Assuming that there's a table called tree_node
, that has the primary key called id
and has a nullable column called parent_id
and the table embeds a tree structure (or a forest), how can one compute the depth of a node in the tree/forest in an efficient way in SQL?
views:
123answers:
3You'll need recursion capability. Using recursive queries this will be:
WITH RECURSIVE node_ancestors(node_id, parent_id) AS (
SELECT id, id FROM tree_node WHERE id IN (1, 2, 3)
UNION ALL
SELECT na.node_id, tree_node.parent_id
FROM node_ancestors AS na, tree_node
WHERE tree_node.id = na.parent_id AND tree_node.parent_id IS NOT NULL
)
SELECT node_id, COUNT(parent_id) AS depth FROM node_ancestors GROUP BY node_id;
The other options are doing the recursion in stored procedures, doing the recursion in the application and limiting the amount of recursion and using lots of joins. (The last option isn't really efficient for non-trivial depths)
If the depth is unlimited, then the problem is recursive, and there's not really an easy and efficient solution. (There may be easy xor efficient solutions.) If you have control of the schema, and you need to access this sort of data regularly, then you could refactor the table as a nested set, with left and right containment bounds for each element.
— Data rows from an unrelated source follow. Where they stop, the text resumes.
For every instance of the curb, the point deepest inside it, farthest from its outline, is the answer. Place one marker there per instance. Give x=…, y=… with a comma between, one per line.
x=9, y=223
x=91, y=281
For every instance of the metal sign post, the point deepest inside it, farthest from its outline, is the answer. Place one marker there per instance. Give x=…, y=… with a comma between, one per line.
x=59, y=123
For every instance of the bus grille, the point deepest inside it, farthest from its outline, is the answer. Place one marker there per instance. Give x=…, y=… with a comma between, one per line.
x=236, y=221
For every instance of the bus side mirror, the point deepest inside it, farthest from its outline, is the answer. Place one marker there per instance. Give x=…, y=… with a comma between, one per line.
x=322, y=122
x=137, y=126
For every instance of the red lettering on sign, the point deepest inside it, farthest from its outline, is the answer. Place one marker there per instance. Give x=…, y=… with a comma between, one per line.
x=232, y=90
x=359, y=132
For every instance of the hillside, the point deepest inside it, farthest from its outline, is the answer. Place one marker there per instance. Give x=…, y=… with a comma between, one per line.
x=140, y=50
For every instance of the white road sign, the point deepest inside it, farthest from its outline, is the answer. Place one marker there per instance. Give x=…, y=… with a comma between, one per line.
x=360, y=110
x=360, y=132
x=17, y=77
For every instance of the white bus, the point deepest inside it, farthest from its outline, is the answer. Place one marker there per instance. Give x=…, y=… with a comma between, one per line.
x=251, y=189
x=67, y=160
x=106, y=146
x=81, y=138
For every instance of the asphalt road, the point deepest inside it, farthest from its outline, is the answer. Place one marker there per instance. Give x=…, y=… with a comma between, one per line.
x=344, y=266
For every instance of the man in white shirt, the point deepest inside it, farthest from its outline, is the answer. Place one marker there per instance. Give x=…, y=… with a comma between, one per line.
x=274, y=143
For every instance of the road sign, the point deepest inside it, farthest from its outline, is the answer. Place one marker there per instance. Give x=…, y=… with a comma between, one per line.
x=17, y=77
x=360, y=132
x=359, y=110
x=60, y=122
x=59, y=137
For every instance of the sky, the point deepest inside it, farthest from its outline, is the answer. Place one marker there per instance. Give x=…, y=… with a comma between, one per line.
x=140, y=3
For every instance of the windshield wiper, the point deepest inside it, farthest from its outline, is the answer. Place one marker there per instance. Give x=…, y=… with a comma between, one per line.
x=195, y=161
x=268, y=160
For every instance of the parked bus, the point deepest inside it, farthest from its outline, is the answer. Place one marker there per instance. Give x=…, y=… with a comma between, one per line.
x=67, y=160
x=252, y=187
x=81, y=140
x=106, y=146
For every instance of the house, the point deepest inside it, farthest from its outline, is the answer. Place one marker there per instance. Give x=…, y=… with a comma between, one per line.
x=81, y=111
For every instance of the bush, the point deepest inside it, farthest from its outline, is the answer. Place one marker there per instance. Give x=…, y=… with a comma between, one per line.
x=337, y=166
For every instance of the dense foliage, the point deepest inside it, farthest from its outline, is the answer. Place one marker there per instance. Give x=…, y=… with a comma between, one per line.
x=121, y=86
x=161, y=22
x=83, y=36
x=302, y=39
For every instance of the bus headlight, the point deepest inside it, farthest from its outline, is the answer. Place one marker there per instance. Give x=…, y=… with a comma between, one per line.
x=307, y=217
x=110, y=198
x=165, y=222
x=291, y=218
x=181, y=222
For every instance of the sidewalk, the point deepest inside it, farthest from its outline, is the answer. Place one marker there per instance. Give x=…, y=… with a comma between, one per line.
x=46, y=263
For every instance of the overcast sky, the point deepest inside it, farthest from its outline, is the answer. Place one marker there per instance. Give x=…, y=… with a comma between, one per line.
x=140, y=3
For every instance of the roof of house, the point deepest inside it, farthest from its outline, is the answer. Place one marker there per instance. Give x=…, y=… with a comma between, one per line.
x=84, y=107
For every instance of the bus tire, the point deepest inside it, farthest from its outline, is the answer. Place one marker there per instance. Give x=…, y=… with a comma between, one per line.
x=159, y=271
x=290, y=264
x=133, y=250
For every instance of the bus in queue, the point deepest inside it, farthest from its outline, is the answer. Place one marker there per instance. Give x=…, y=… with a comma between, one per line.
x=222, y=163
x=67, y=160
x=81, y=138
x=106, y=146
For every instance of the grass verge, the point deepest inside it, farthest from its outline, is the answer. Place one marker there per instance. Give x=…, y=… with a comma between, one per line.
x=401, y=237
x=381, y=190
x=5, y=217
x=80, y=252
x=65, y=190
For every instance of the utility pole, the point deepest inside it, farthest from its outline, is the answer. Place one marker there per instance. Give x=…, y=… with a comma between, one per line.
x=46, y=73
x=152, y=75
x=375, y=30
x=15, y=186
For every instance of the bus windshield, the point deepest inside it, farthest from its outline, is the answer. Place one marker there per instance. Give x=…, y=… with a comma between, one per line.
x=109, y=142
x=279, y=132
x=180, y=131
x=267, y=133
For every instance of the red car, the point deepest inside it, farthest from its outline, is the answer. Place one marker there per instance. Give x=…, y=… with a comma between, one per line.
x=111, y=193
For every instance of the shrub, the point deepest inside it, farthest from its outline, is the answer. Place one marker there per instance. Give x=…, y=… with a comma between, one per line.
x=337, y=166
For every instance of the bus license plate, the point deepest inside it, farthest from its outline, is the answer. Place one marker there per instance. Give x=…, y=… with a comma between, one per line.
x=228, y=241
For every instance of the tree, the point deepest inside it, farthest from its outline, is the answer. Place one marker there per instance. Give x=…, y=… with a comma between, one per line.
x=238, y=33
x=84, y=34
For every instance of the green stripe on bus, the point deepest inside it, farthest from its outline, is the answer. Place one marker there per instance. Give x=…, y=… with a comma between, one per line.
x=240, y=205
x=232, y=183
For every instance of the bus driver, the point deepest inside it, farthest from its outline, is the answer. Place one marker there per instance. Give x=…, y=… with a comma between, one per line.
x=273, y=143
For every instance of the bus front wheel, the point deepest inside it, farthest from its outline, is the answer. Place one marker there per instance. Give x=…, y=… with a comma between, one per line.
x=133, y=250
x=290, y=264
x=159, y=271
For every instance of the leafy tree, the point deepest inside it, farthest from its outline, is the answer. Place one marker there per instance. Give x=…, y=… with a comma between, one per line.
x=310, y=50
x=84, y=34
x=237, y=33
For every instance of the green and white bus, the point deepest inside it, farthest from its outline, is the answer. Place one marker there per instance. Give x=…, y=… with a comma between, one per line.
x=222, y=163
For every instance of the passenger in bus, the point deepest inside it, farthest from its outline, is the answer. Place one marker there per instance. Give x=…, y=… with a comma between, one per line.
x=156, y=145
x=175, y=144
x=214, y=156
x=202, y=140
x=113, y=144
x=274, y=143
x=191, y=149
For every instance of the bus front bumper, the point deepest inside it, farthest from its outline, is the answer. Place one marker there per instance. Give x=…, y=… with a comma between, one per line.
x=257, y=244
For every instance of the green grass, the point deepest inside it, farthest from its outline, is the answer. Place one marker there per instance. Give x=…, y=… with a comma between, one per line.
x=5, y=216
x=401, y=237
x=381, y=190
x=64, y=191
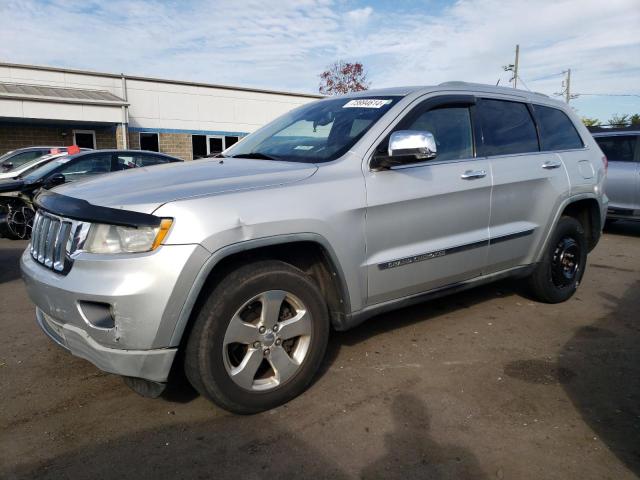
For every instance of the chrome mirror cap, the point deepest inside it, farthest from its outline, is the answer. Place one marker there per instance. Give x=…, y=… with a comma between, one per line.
x=416, y=143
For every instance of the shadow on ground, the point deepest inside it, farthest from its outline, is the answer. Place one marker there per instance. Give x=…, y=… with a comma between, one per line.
x=605, y=358
x=599, y=368
x=259, y=447
x=630, y=229
x=10, y=263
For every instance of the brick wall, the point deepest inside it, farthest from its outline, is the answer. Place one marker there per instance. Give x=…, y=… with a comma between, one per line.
x=14, y=136
x=176, y=144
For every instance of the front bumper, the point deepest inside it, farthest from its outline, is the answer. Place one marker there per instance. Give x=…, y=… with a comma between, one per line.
x=142, y=293
x=149, y=364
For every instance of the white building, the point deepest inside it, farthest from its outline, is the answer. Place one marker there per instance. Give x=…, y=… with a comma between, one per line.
x=56, y=106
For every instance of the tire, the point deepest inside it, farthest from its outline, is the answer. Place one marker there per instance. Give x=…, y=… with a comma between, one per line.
x=228, y=342
x=556, y=278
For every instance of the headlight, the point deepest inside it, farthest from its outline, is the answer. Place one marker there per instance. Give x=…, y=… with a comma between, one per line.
x=104, y=238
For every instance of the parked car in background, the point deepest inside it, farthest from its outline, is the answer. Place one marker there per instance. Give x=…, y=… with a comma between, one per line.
x=16, y=194
x=337, y=211
x=16, y=158
x=622, y=148
x=38, y=162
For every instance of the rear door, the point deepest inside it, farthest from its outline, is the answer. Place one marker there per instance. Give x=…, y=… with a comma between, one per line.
x=528, y=183
x=427, y=222
x=622, y=185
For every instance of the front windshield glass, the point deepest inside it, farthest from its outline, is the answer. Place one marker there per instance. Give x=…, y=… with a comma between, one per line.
x=318, y=132
x=45, y=169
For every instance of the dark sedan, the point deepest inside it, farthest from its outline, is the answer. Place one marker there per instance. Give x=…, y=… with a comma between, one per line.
x=16, y=195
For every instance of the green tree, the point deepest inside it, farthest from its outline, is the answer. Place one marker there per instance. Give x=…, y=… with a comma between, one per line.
x=591, y=122
x=617, y=120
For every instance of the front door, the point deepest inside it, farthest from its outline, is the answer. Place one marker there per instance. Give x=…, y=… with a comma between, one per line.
x=427, y=222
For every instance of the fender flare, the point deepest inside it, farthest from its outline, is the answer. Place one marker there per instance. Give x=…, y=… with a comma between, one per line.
x=216, y=257
x=568, y=201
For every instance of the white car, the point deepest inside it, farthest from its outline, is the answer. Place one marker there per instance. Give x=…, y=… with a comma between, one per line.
x=31, y=165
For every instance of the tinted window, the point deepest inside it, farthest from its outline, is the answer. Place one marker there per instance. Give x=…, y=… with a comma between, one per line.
x=86, y=166
x=451, y=127
x=556, y=130
x=507, y=128
x=618, y=148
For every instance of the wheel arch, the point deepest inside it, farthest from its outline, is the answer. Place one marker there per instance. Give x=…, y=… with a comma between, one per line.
x=586, y=209
x=309, y=252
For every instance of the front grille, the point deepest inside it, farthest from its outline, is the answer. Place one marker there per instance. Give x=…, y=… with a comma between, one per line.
x=50, y=241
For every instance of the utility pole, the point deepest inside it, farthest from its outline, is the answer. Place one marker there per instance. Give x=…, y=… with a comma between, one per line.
x=515, y=67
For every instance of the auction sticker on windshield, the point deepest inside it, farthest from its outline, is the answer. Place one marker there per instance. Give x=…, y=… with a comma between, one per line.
x=366, y=103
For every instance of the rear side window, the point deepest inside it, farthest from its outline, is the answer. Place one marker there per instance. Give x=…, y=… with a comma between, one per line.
x=451, y=127
x=507, y=128
x=556, y=130
x=620, y=148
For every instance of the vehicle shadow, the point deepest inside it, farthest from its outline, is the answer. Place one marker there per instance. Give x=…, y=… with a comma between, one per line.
x=423, y=312
x=258, y=446
x=412, y=453
x=605, y=360
x=10, y=262
x=629, y=229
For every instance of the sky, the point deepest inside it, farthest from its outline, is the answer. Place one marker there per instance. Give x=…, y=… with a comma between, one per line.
x=286, y=44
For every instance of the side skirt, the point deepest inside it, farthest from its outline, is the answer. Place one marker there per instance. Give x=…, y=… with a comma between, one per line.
x=356, y=318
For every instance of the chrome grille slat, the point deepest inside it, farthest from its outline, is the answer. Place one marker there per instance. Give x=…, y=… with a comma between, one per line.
x=43, y=238
x=51, y=240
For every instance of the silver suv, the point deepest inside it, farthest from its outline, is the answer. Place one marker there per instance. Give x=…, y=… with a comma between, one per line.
x=622, y=148
x=236, y=268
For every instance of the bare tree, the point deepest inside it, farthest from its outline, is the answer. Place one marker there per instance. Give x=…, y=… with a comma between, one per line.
x=591, y=122
x=619, y=120
x=343, y=77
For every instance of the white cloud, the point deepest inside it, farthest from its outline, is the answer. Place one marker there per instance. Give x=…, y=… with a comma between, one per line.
x=286, y=44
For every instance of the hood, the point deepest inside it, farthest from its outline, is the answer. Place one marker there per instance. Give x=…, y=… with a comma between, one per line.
x=10, y=185
x=145, y=189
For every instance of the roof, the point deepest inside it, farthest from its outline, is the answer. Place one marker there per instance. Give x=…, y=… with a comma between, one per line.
x=602, y=131
x=155, y=79
x=42, y=93
x=454, y=86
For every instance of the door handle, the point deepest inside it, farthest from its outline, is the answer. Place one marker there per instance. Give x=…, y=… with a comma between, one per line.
x=473, y=174
x=551, y=165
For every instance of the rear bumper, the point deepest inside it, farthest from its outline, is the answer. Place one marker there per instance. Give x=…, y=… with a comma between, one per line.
x=149, y=364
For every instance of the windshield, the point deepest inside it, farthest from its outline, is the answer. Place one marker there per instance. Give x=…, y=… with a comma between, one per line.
x=318, y=132
x=45, y=169
x=29, y=167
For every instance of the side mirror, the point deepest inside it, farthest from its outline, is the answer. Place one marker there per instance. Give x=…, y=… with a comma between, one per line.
x=406, y=146
x=54, y=180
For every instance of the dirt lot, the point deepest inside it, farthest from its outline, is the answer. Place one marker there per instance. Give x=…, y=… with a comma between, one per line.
x=485, y=384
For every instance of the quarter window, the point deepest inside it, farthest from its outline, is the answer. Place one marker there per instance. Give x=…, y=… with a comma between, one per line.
x=507, y=128
x=556, y=130
x=618, y=148
x=451, y=127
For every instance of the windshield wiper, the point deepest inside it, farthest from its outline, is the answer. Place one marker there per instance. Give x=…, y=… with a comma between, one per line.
x=255, y=155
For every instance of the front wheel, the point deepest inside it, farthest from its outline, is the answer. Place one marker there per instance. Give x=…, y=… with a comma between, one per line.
x=556, y=278
x=259, y=338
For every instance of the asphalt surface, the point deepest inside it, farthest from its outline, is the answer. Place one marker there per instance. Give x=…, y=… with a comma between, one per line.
x=484, y=384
This would allow you to compute the depth of a node in a single query with elementary conditions, approximately:
select count(*) from tree_node
where left < myLeft
and right > myRight
A common way to handle trees is, in addition to the regular columns of KEY and PARENT, you also have a PATH type of columns, which contains a string value, containing the keys of the nodes that make up the path, from the root, down to and including the node itself, delimited by a character that is not allowed to be part of a key itself.
Let me give you an example:
KEY PARENT PATH
1 - *1*
2 1 *1*2*
3 1 *1*3*
4 3 *1*3*4*
5 1 *1*5*
6 5 *1*5*6*
This is mostly used with trees that doesn't change too much, like department hierarchies or similar.
I know such a string isn't exactly following the normalization theories, since it seems to invalidate multiple rules (multi-keys, multi-valued fields, etc.), but it is quite useful in many scenarios, including the one you're asking for.
In your case, you simply have to retrieve the TREE value for the node in question, and depending on what is easiest, either count the number of delimiter characters, or removing them with a replace function, and calculating the difference in lengths.
Here's SQL to give you the above list of nodes, with their depths:
select KEY, PARENT, LEN(PATH)-LEN(REPLACE(PATH, '*', ''))-1 as DEPTH
from NODES
Note that this approach does not require any special syntax or support by the database engine for recursive SQL, and lends itself very nicely to indexing as well.